Garrison information
- Past commanders: Akechi Mitsuhide, Niwa Nagahide, Asano Nagamasa

= Sakamoto Castle =

Castle in Ōtsu, Shiga, Japan

Sakamoto Castle (坂本城, Sakamoto-jō) was a lakeside castle in the Sengoku period, located in Ōtsu, Shiga Prefecture, Japan.

Akechi Mitsuhide was the commander of the castle.

==History==
After the Siege of Mount Hiei, Sakamoto was given to Akechi Mitsuhide who built Sakamoto Castle under orders from the warlord Oda Nobunaga because Sakamoto was a strategically important place to rule. Luís Fróis described the castle as the second best castle in Japan at the time.

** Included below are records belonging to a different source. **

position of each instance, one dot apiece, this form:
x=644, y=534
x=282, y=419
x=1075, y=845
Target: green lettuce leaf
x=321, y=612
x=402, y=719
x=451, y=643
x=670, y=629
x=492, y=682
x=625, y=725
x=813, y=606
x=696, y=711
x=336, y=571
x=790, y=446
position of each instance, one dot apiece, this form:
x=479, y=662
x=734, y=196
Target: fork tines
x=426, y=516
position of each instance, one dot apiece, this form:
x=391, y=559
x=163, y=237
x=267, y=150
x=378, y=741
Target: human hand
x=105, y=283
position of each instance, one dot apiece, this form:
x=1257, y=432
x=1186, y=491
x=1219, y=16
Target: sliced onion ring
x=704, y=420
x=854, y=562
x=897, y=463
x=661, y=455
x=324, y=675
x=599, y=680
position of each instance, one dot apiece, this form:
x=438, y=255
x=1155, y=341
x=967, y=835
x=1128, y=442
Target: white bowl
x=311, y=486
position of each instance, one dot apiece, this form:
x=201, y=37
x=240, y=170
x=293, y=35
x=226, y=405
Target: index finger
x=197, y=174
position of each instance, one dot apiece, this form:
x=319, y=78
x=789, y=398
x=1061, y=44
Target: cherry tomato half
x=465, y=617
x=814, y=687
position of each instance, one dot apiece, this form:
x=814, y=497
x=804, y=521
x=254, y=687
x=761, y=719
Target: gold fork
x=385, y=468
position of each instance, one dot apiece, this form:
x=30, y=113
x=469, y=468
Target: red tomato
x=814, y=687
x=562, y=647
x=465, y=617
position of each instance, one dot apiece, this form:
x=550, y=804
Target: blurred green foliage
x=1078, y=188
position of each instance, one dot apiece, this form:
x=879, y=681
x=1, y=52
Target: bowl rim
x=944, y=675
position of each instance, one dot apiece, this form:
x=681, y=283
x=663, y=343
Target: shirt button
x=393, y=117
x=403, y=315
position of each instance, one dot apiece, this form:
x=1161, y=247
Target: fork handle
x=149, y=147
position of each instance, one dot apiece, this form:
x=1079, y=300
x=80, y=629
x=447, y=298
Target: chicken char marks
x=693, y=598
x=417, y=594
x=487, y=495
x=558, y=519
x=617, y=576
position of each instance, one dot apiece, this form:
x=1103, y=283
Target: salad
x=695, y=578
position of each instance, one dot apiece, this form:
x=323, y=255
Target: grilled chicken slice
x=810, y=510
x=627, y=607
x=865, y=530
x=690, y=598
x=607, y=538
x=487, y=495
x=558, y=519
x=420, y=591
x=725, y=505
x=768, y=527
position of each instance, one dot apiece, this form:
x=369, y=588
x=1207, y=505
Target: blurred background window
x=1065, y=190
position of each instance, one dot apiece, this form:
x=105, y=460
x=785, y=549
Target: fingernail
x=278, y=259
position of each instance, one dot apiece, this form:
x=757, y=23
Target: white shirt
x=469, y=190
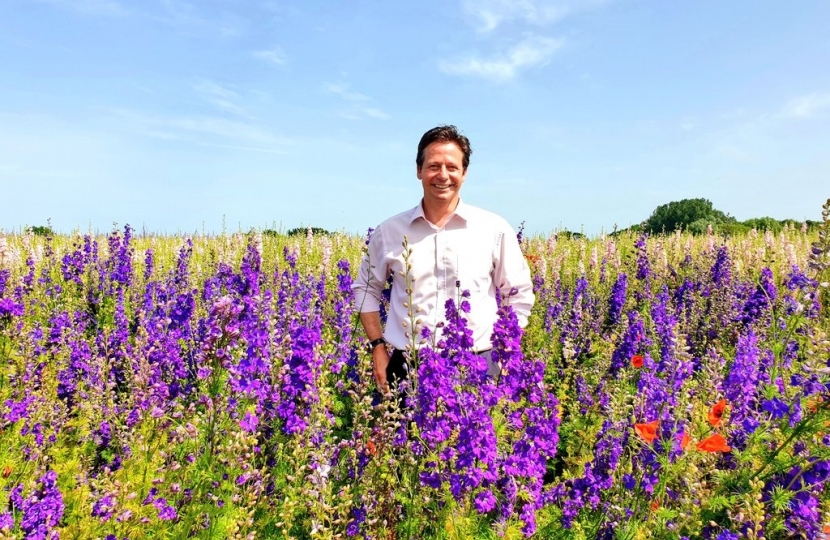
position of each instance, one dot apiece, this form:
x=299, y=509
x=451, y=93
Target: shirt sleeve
x=512, y=276
x=371, y=276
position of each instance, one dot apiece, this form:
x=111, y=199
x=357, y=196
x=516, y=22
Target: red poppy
x=714, y=443
x=716, y=414
x=648, y=432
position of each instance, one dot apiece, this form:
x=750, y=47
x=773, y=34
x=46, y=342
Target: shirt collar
x=462, y=211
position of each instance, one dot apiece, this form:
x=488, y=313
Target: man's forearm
x=371, y=324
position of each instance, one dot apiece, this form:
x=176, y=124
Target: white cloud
x=807, y=106
x=221, y=97
x=275, y=56
x=360, y=108
x=343, y=91
x=492, y=13
x=198, y=128
x=532, y=51
x=91, y=7
x=375, y=113
x=199, y=19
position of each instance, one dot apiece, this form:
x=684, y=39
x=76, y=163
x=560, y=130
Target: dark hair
x=444, y=134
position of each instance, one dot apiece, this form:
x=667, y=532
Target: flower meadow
x=666, y=387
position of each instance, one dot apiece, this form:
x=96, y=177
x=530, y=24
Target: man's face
x=442, y=172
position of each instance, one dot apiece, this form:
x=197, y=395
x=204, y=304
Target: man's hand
x=380, y=361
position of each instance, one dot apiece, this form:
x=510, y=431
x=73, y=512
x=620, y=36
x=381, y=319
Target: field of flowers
x=218, y=387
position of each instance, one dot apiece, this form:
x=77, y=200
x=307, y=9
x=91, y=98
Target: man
x=450, y=247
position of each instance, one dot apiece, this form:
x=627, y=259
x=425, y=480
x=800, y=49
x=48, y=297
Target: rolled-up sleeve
x=371, y=277
x=512, y=276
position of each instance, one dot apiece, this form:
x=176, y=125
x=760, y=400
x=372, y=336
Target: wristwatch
x=374, y=343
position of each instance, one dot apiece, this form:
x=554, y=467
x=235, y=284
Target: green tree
x=764, y=224
x=694, y=215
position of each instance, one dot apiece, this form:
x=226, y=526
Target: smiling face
x=442, y=174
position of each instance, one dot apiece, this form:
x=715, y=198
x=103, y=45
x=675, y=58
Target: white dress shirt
x=475, y=248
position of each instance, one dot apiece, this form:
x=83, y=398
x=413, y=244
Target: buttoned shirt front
x=475, y=251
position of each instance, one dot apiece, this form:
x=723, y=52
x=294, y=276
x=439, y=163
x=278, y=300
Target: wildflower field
x=218, y=387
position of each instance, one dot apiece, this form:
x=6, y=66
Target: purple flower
x=9, y=308
x=43, y=508
x=166, y=512
x=249, y=422
x=776, y=408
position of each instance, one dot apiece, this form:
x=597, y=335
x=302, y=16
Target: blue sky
x=179, y=117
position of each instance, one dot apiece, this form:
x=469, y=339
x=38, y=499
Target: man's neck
x=439, y=212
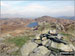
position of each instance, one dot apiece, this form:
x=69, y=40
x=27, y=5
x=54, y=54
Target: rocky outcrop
x=28, y=48
x=50, y=45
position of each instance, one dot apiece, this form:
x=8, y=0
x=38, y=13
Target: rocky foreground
x=46, y=47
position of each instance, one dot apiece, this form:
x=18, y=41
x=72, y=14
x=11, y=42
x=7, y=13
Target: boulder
x=28, y=48
x=40, y=51
x=46, y=42
x=61, y=46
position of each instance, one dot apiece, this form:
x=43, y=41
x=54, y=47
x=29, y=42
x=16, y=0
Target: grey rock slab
x=40, y=51
x=28, y=48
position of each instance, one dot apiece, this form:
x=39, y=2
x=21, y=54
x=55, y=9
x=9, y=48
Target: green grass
x=19, y=40
x=65, y=34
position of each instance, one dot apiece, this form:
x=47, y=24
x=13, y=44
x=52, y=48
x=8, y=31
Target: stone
x=40, y=51
x=38, y=41
x=60, y=46
x=27, y=48
x=46, y=42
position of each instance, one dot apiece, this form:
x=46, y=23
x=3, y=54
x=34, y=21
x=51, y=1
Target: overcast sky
x=36, y=8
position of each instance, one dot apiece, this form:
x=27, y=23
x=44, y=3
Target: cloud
x=17, y=9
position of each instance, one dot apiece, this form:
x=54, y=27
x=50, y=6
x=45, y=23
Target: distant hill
x=68, y=17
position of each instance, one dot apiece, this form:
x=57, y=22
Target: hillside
x=15, y=33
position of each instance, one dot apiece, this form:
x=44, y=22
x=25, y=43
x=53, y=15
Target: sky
x=33, y=9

After the loss of Battle of Yamazaki, Mitsuhide tried to return to the castle but he was killed on the way. Surrounded by Toyotomi's army, Mitsuhide's adopted son Akechi Hidemitsu set fire to the castle and killed himself.

In 1583, Sakamoto castle was given to Niwa Nagahide and he rebuilt the castle. In 1586, Asano Nagamasa abandoned the castle and moved to Ōtsu Castle by Toyotomi Hideyoshi's order. (Stones and materials were transferred to Ōtsu Castle.)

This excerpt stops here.